I was recently reminded of my own childhood atheism when I saw two celebrity stories on YouTube.
I stopped believing in God when Mao died. My cat Mao. I was eight and I prayed that he would come back. He didn’t. So much for “Ask and it will be granted to you,” I thought.
My objection could have been easy to clear up, but nobody cleared it up. My mother took us to church regularly but we never really discussed the faith.
I was recently reminded of my own childhood atheism when I saw two celebrity stories on YouTube. They spotlight the role parents play in the faith of their children.
Ricky Gervais stopped believing when he saw the “body language” of his family.
The British actor and comedian described his own experience of disbelief at age 8. He was drawing a crucifix for Sunday school when his 19-year-old brother Bob asked him “Why do you believe in God?”
His mom shouted, warningly, “Bob!”
“And I knew,” Gervais recounts. “I learned it through body language. She was hiding something from me, and he was telling me the truth. It took me minutes to work it out.”
There is a grave danger in embracing religion with our wills but not our minds.
Gervais explained that his mother was counting on religion to be a “babysitter” for him, to keep him out of trouble.
That was her mistake. I would bet that being raised in a nominally Christian way without belief is more damaging to a child’s faith than being raised by a devout atheist would be. The atheist child will grow up being told that religion is just a means of controlling people, but might doubt it. The nominally Christian child will know for certain that this it is true.
Saturday Night Live’s Julia Sweeney stopped believing despite her devout family.
Julia Sweeney, who was a 1990s Saturday Night Live cast member, has her own story of disbelief. In Ted Talks and a film, she tells a funny story about her growing suspicions about everything her parents were telling her about God — and Santa Claus, too.
The turning point comes, though, when she is an adult who hears Mormon missionaries tell her what they believe: Jesus visited America after the Resurrection, as is shown in the Book of Mormon which Joseph Smith found written on golden tablets in “Reformed Egyptian” that could only be translated by a “seer stone.”
At first, she finds their gullibility amusing. Then it dawns on her: The Catholic story she has been told would sound just as fantastical if she wasn’t so used to it.
This leads her to reject religion entirely.
While every religion has to deal with the question, “Which of all of these competing accounts of God is true?” Christianity is like one big answer to that question. Christianity exists because Jesus rose from the dead. If he rose, then Jesus’ story about God is the right one to believe. If he didn’t, it’s not. The evidence says he did.
But her story suggests another way Christians fail to pass on the faith: We believe with our minds but not our hearts.

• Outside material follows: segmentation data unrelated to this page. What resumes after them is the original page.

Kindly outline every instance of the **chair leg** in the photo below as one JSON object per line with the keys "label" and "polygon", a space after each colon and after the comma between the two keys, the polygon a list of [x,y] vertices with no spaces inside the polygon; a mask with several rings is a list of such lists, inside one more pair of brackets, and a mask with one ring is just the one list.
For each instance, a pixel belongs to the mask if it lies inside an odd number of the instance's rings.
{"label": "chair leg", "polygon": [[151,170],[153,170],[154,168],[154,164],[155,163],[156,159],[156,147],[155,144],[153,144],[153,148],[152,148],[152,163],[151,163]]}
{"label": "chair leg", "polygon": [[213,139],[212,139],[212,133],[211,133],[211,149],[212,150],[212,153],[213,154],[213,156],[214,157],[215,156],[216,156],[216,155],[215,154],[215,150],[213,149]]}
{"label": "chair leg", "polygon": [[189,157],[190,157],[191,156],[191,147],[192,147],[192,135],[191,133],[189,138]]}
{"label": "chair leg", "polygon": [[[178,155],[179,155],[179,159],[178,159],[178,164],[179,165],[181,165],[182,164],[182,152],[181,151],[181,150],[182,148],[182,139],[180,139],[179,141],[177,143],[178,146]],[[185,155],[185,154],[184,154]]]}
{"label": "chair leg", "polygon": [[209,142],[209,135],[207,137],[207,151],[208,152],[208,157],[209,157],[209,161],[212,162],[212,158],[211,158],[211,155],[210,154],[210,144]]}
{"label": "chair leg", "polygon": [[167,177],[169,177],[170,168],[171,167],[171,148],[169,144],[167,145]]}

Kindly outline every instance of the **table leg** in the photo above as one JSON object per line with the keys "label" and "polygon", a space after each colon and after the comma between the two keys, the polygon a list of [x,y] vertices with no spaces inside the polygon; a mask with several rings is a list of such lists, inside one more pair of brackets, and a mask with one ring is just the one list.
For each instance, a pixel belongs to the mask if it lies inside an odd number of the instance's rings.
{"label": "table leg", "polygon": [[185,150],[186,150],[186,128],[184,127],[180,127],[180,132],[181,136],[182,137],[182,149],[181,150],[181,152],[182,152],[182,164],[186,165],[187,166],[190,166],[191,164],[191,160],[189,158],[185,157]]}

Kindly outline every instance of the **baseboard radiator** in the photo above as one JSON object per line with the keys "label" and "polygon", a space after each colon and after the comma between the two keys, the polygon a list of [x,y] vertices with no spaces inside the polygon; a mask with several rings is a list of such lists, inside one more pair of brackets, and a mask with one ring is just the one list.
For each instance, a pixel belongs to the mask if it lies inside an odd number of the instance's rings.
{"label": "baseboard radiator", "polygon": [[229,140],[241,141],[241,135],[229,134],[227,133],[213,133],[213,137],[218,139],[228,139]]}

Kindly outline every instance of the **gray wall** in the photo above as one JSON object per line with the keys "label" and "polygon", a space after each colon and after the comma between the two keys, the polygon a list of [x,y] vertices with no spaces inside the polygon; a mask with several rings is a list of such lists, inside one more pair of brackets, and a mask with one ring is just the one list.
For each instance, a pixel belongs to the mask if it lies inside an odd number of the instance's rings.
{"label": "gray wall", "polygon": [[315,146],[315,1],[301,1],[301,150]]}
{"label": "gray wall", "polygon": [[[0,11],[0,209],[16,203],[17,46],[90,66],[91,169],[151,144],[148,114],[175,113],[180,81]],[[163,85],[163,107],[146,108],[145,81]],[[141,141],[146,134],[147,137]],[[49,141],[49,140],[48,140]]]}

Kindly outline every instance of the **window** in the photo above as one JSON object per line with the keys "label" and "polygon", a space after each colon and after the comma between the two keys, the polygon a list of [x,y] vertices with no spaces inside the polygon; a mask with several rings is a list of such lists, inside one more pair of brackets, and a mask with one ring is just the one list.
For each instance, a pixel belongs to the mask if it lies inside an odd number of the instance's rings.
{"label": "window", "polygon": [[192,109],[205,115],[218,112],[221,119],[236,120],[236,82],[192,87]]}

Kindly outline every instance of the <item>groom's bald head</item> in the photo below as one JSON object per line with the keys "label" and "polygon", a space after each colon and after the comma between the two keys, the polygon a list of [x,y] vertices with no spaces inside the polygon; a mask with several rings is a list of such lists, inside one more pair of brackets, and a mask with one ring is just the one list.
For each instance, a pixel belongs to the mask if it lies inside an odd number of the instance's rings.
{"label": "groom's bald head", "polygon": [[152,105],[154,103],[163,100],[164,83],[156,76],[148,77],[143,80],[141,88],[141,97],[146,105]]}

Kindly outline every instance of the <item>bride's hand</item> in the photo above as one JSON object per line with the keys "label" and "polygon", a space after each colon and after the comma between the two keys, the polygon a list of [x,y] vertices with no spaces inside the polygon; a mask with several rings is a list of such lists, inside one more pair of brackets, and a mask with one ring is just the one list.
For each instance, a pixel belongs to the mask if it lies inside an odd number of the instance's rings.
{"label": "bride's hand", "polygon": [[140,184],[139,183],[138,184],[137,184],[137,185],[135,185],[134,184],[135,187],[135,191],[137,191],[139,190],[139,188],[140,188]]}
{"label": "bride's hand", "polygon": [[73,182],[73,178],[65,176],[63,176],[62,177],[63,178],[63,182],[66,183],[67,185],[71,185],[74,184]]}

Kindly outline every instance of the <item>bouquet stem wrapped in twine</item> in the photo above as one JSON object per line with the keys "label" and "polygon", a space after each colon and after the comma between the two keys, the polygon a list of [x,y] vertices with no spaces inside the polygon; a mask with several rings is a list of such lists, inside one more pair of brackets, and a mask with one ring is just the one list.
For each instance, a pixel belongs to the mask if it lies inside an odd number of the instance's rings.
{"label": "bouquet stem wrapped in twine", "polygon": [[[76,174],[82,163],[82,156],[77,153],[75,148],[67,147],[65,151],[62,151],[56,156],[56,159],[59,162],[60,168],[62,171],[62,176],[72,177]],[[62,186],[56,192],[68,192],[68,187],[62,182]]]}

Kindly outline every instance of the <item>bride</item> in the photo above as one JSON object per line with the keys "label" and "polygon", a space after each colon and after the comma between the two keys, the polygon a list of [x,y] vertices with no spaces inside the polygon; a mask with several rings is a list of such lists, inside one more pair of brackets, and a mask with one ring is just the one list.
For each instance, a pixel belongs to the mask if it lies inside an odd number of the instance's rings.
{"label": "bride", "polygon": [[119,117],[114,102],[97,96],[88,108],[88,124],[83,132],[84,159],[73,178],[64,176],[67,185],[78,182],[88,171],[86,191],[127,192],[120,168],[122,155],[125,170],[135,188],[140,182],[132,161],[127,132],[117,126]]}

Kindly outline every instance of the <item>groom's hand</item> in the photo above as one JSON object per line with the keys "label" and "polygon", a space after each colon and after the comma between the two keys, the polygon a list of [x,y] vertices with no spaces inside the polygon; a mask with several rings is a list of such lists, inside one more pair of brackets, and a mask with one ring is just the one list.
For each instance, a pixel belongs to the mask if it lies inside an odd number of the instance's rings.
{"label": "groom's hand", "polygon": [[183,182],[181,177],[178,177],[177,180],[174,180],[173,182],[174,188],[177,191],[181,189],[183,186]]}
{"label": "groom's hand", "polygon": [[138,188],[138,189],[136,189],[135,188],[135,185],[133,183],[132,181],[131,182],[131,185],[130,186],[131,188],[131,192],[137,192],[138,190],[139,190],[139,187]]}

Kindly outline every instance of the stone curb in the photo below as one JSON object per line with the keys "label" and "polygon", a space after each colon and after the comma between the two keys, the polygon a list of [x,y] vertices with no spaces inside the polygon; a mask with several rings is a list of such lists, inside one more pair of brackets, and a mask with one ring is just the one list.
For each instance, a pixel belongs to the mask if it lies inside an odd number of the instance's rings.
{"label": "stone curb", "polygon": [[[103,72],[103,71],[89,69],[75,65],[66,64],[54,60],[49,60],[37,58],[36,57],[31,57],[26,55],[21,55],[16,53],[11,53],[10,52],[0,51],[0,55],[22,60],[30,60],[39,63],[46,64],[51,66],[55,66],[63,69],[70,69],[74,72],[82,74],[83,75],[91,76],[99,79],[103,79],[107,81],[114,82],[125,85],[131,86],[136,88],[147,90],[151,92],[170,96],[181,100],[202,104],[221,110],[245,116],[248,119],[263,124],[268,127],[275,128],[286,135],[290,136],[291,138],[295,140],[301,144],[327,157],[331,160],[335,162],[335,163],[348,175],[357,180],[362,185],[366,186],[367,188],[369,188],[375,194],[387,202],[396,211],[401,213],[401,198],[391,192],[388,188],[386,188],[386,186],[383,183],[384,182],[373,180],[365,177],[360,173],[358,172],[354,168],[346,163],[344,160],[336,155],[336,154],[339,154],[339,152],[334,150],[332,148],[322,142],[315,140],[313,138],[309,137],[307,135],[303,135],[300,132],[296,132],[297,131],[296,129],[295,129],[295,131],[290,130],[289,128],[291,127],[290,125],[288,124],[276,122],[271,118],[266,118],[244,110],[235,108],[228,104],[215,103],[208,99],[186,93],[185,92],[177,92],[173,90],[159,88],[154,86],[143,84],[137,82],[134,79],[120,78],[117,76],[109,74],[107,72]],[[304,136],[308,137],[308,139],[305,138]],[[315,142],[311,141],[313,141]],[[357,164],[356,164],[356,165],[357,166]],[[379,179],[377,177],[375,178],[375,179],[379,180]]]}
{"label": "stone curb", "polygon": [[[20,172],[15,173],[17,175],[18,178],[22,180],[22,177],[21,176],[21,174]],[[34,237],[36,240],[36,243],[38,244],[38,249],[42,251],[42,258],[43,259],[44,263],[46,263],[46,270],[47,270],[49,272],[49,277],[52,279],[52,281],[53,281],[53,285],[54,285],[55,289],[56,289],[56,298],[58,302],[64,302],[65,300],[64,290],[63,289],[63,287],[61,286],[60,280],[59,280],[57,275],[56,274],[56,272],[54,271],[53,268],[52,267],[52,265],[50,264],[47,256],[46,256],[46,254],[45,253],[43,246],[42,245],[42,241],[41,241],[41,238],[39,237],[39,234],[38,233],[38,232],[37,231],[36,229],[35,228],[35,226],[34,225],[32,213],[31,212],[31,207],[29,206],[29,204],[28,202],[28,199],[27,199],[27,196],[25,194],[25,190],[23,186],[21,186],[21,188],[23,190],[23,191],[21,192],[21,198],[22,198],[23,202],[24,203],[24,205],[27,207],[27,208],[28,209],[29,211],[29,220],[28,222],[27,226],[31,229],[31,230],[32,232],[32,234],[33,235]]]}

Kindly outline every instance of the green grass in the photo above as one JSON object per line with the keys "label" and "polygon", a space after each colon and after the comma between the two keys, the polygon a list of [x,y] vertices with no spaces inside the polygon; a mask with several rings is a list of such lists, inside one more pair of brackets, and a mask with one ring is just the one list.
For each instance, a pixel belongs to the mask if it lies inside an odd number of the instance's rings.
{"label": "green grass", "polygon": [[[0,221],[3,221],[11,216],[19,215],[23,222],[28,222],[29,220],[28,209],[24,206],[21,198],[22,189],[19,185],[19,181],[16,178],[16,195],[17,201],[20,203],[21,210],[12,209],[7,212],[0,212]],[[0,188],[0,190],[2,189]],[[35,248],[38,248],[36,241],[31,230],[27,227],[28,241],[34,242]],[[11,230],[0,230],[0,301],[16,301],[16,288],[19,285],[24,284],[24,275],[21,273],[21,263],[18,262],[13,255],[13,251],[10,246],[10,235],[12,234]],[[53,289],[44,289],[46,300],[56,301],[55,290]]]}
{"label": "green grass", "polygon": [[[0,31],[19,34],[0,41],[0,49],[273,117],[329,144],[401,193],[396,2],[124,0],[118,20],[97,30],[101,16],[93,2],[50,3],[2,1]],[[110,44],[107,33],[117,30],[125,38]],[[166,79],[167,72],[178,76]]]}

In her stories, Sweeney’s parents seem to be true believers who know something about their faith — but in her telling, come across as legalistic, focused on a literal interpretation of the “age of reason” and on sin as rule-breaking.
I don’t know if they were really like that or not, but I know I often am. It happens whenever I treat Mass as an obligation instead of an opportunity to meet Jesus. And it happens whenever I act like the goal of my faith is to believe the right things about God instead of being a lover of Christ.
If you are a parent, your children are going to read your mind and heart.
Someone once said that when we evangelize we are like hungry beggars who have found free food. Our children need to catch from us the sense that our faith answers a deep hunger we have — for what our hearts long.
To encourage my children to embrace Christianity with their minds, I try to talk about God often with them. I anticipate questions they might leave unspoken, and when I find my own faith falters on one point or another, I ask them questions. This both models what to do when you don’t understand something in the faith and often elicits some pretty effective arguments from them.
To encourage them to embrace Christianity with their hearts, I don’t just pray with them — I pray a lot without them. For one thing, they might catch me praying and know that it’s real.
More important, when they look into my heart — and I know they will — I want them to find something authentic there.